Yes, I'm sure you're right. It's clearly not uniformly enforced by all airlines. If you contacted West Jet Amanda, and they said it was fine to book one way, then I think you can assume you won't have the experience I had with Spirit and all will be fine!


----------



## ojosazules11 (Nov 3, 2013)

Amanda, I've flown one way from Canada to Mexico with no problem from either the airline or Mexican Immigration. If I were asked, I'd just say I'm planning on staying approximately x amount of time (e.g. 2-3 months) but I had not determined precisely what date I was planning to return. 
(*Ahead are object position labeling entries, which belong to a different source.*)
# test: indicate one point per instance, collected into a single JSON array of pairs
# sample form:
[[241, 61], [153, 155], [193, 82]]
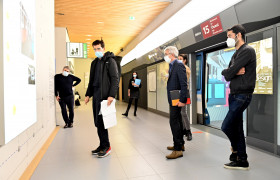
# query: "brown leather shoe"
[[175, 155], [171, 148]]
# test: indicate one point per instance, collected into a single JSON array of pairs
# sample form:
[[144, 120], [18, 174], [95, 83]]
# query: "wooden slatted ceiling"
[[108, 19]]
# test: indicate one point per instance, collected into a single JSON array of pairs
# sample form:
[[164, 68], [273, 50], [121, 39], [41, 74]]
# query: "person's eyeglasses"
[[95, 49]]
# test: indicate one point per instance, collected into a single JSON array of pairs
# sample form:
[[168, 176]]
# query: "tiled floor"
[[138, 153]]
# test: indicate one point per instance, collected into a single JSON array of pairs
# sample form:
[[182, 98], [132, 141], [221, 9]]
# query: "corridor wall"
[[16, 155]]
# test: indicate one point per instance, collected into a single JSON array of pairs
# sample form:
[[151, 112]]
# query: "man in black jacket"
[[64, 94], [103, 85], [177, 80], [241, 73]]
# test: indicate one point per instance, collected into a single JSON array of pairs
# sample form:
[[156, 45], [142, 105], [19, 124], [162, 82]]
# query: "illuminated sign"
[[264, 79]]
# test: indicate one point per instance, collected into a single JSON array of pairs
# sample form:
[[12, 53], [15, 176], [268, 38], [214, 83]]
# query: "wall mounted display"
[[264, 80], [19, 68], [76, 50], [152, 79]]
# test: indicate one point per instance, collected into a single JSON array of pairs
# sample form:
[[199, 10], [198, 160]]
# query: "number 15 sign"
[[211, 27]]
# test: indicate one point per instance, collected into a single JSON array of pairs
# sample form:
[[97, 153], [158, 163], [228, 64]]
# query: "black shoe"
[[105, 152], [96, 151], [70, 125], [125, 114], [240, 164], [233, 157], [189, 135]]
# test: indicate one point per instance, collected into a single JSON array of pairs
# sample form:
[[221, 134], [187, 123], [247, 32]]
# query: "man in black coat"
[[64, 94], [103, 85], [177, 80], [241, 73]]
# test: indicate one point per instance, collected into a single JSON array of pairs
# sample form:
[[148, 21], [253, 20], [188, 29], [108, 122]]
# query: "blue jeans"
[[233, 123]]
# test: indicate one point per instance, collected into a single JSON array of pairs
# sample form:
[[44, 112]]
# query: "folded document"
[[109, 114]]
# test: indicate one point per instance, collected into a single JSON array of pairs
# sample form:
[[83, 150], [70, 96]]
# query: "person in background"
[[64, 94], [186, 121], [133, 93], [177, 80], [103, 85], [241, 73]]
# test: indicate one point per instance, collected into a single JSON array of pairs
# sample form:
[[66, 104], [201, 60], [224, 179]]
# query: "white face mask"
[[65, 73], [167, 59], [231, 42]]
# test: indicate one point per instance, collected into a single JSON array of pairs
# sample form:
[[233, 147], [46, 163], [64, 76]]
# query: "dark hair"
[[185, 57], [238, 29], [96, 42], [136, 75]]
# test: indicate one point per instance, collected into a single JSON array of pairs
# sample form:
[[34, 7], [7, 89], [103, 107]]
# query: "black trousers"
[[129, 104], [69, 102], [176, 127], [98, 120]]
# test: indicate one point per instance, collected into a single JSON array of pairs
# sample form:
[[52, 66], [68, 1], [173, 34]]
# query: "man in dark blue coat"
[[177, 81]]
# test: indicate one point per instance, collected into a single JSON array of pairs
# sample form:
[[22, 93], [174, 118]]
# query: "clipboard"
[[175, 97]]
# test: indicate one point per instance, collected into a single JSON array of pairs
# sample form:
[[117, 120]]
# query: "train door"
[[199, 86]]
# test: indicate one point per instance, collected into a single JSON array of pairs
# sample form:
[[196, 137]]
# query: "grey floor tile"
[[139, 150], [136, 166]]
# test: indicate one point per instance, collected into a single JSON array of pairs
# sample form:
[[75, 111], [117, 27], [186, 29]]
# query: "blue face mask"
[[99, 54]]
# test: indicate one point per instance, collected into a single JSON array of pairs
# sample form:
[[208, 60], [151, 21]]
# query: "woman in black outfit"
[[133, 93]]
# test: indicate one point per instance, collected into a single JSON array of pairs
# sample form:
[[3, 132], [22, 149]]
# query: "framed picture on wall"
[[152, 79], [86, 79]]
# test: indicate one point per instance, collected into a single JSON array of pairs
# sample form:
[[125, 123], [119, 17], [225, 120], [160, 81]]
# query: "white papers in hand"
[[109, 114]]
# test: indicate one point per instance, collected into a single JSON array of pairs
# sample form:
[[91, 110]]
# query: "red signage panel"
[[206, 29], [211, 27], [216, 25]]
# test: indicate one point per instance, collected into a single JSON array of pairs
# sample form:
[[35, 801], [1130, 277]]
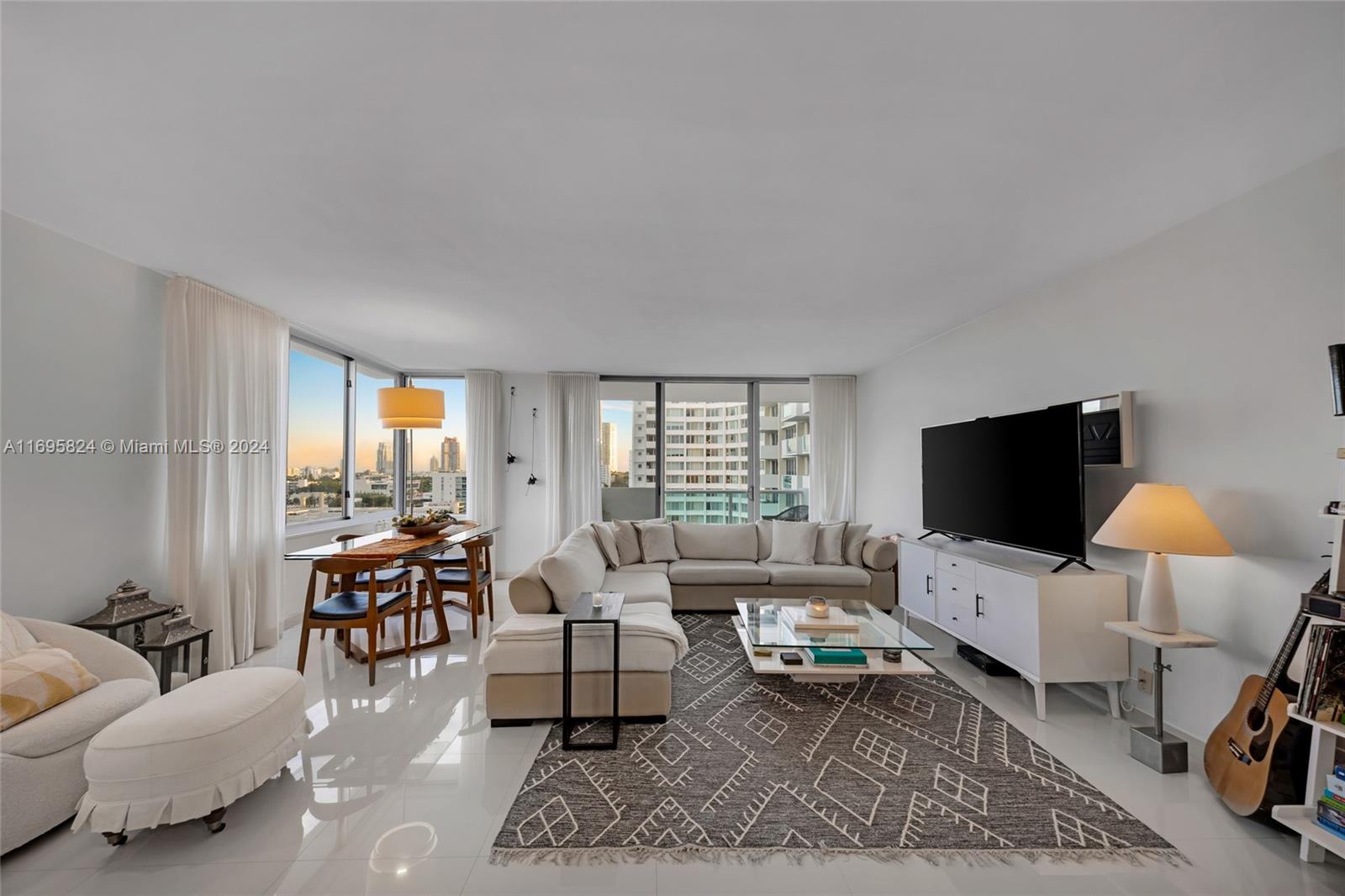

Like others, even when I have a return ticket, I've never been asked about it or had to show it. 

Good luck!


----------



## HolyMole (Jan 3, 2009)

Most of the Canadians who arrive here in Zihuatanejo, Guerrero from western Canada do so either on Alaska or WestJet. Many of them routinely purchase one-way tickets. We've never heard of anyone being denied entry to Mexico because they only had one-way tickets.
Of course, this being Mexico...........


----------



## Amanda123456 (Jan 13, 2016)

Thank you kindly for all the help... I do have one more question.. If I was to stay in Mexico just under my 180 days, then go back to Canada for say one week (to visit) and return to Mexico.. would they then deny my entry? Or do they not say anything if you leave (air) and return very recently after departing?


----------



## maesonna (Jun 10, 2008)

Lots of people have been living in Mexico for years and years on a series of 180-day tourist permits. That doesn’t mean that you are guaranteed being allowed back shortly after exiting, though. 
However, in your case, I would say the chance of being denied entry on return is tiny, almost non-existent. I’ve only heard about people being denied return at land crossings on Mexico’s southern border.


----------